There were three communal bathhouses on the island: One was in the coal mine office for the pit workers; another was in the 9-story Nikkyu Shataku for the families of the miners; and the other was for the families of company staff. The magazine “Fujin no Tomo” described in its October 1936 issue that “when the weather turned stormy, the first thing to be replaced by sea water was the bath water”. The difficulty in obtaining water played an important role in heightening the sense of community in Hashima.

Children on the island and education

There were many children living in Hashima. On November 3rd, 1893, the Mitsubishi Company opened Hashima Elementary School, which later became a public school. According to the document “Summary of the Current State of Takahama Village” (issued June 30, 1926), the Hashima Jinjo Higher Elementary School had a total of 376 students, with 6 elementary classes and 1 high school class; there were 7 regular classrooms, 1 sewing classroom, and 1 science classroom. A new school building was completed in 1934. In 1941, the school was renamed from Takahama Sonritsu Jinjo Higher Elementary School to Hashima Kokumin Gakko. According to the accounts of the people who knew the island, children of Korean workers also attended the school, without discrimination.

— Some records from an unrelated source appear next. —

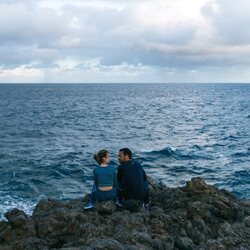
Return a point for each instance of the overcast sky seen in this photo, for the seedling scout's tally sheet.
(124, 41)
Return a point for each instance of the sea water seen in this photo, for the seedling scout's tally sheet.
(49, 133)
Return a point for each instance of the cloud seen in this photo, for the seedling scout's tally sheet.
(230, 20)
(87, 40)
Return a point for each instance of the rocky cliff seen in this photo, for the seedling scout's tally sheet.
(197, 216)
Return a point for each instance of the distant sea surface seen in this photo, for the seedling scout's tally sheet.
(49, 133)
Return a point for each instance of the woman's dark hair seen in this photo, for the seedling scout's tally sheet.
(126, 151)
(100, 155)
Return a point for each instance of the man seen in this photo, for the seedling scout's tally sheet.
(131, 178)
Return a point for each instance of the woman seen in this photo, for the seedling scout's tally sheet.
(104, 187)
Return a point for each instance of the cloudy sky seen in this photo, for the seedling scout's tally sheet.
(124, 41)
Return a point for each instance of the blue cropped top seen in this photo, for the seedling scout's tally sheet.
(104, 176)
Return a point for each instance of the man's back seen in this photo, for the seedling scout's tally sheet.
(131, 178)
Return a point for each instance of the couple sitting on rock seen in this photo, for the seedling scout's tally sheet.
(129, 182)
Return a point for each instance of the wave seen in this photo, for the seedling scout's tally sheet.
(9, 202)
(170, 151)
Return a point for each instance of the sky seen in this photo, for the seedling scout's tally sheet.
(114, 41)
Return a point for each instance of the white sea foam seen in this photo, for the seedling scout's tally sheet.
(9, 202)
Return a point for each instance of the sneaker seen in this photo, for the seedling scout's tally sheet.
(89, 206)
(118, 203)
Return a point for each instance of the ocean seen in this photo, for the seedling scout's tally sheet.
(50, 132)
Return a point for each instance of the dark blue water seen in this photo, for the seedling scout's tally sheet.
(49, 133)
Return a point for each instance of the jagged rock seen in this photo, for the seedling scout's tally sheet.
(105, 207)
(197, 216)
(247, 221)
(184, 243)
(132, 205)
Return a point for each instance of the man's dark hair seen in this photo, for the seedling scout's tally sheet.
(126, 151)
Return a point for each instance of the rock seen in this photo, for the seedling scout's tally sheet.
(184, 243)
(247, 221)
(196, 184)
(225, 230)
(105, 207)
(105, 244)
(197, 216)
(132, 205)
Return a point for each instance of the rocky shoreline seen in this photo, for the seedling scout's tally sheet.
(197, 216)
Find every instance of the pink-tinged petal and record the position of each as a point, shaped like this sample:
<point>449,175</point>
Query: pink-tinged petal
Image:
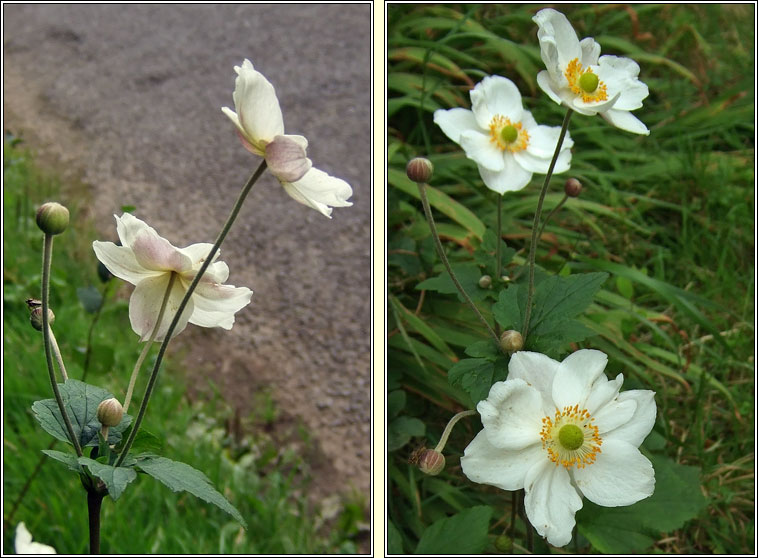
<point>551,502</point>
<point>512,415</point>
<point>257,106</point>
<point>538,371</point>
<point>455,122</point>
<point>319,190</point>
<point>621,476</point>
<point>286,158</point>
<point>145,304</point>
<point>625,121</point>
<point>484,463</point>
<point>215,305</point>
<point>158,254</point>
<point>121,262</point>
<point>575,376</point>
<point>512,178</point>
<point>639,426</point>
<point>479,148</point>
<point>496,95</point>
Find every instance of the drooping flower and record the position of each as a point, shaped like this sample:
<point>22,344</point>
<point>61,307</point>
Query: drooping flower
<point>148,261</point>
<point>259,122</point>
<point>562,430</point>
<point>502,138</point>
<point>24,544</point>
<point>578,79</point>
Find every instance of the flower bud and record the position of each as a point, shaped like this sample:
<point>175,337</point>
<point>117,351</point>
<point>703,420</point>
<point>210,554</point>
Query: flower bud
<point>431,462</point>
<point>572,188</point>
<point>420,170</point>
<point>36,318</point>
<point>52,218</point>
<point>511,341</point>
<point>110,412</point>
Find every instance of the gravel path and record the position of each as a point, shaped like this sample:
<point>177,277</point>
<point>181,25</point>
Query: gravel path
<point>128,98</point>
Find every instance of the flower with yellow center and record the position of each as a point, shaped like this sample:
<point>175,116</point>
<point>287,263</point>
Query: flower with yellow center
<point>578,77</point>
<point>502,138</point>
<point>561,431</point>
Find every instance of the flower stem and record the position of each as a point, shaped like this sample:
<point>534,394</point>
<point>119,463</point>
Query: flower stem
<point>156,367</point>
<point>449,428</point>
<point>146,349</point>
<point>47,256</point>
<point>535,226</point>
<point>443,257</point>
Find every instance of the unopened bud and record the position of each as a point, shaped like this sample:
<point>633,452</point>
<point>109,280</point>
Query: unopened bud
<point>110,412</point>
<point>36,318</point>
<point>420,170</point>
<point>572,188</point>
<point>511,341</point>
<point>52,218</point>
<point>431,462</point>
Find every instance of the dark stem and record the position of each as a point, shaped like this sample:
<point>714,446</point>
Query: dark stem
<point>156,367</point>
<point>535,226</point>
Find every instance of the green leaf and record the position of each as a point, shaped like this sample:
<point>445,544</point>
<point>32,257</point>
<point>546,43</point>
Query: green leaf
<point>677,499</point>
<point>179,476</point>
<point>115,478</point>
<point>81,401</point>
<point>463,533</point>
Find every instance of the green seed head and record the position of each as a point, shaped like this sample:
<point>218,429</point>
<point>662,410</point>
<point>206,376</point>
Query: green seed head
<point>509,134</point>
<point>588,82</point>
<point>570,436</point>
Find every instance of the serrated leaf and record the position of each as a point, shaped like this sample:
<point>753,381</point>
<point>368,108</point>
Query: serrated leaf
<point>462,533</point>
<point>81,401</point>
<point>115,478</point>
<point>179,476</point>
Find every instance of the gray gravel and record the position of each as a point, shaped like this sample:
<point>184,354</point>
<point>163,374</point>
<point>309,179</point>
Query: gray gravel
<point>129,98</point>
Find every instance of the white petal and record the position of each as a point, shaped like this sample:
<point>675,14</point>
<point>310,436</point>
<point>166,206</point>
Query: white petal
<point>625,121</point>
<point>145,304</point>
<point>621,476</point>
<point>286,158</point>
<point>319,190</point>
<point>495,95</point>
<point>480,148</point>
<point>551,502</point>
<point>538,371</point>
<point>215,305</point>
<point>575,375</point>
<point>454,122</point>
<point>121,262</point>
<point>257,106</point>
<point>639,426</point>
<point>484,463</point>
<point>512,415</point>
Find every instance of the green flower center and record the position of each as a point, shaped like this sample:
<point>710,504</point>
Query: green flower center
<point>509,133</point>
<point>588,82</point>
<point>571,436</point>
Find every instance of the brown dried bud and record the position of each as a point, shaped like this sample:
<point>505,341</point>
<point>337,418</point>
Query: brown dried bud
<point>572,188</point>
<point>420,170</point>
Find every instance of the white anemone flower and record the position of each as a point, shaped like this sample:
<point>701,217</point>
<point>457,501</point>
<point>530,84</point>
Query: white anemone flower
<point>24,544</point>
<point>148,261</point>
<point>502,138</point>
<point>579,78</point>
<point>261,128</point>
<point>561,431</point>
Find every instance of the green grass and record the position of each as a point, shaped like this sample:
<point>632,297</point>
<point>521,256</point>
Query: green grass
<point>263,470</point>
<point>670,216</point>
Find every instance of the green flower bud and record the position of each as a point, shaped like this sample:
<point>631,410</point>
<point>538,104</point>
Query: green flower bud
<point>52,218</point>
<point>110,412</point>
<point>420,170</point>
<point>511,341</point>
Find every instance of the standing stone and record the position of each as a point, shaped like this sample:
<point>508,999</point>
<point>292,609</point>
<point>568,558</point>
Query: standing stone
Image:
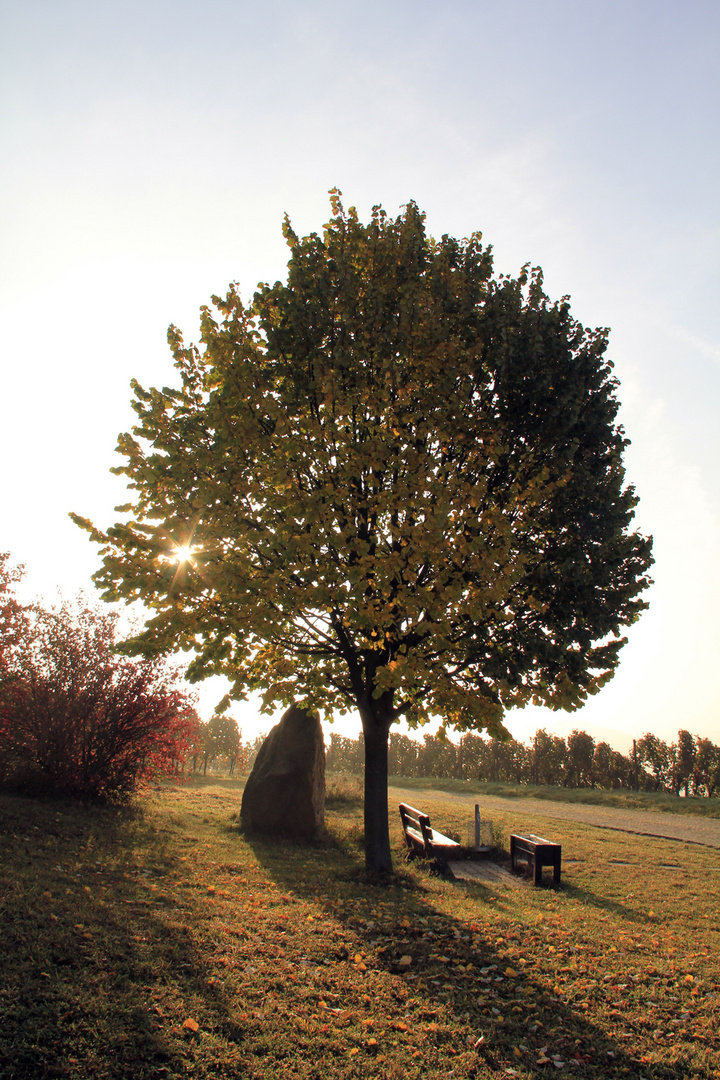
<point>285,792</point>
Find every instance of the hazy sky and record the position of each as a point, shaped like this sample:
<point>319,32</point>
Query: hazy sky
<point>149,151</point>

Severe shortage of food during the war

As the war progressed and the country’s position worsened, supplies became scarce. When rice ran out, “defatted soybeans”, or dregs of soybeans used for extracting oil, became a replacement. People who lived in Hashima at the time said they often experienced diahrrhea from eating the “defatted soybeans”. Korean workers have made similar testimony describing the situation, but this demonstrates the overall shortage of food suppply on the island during those years.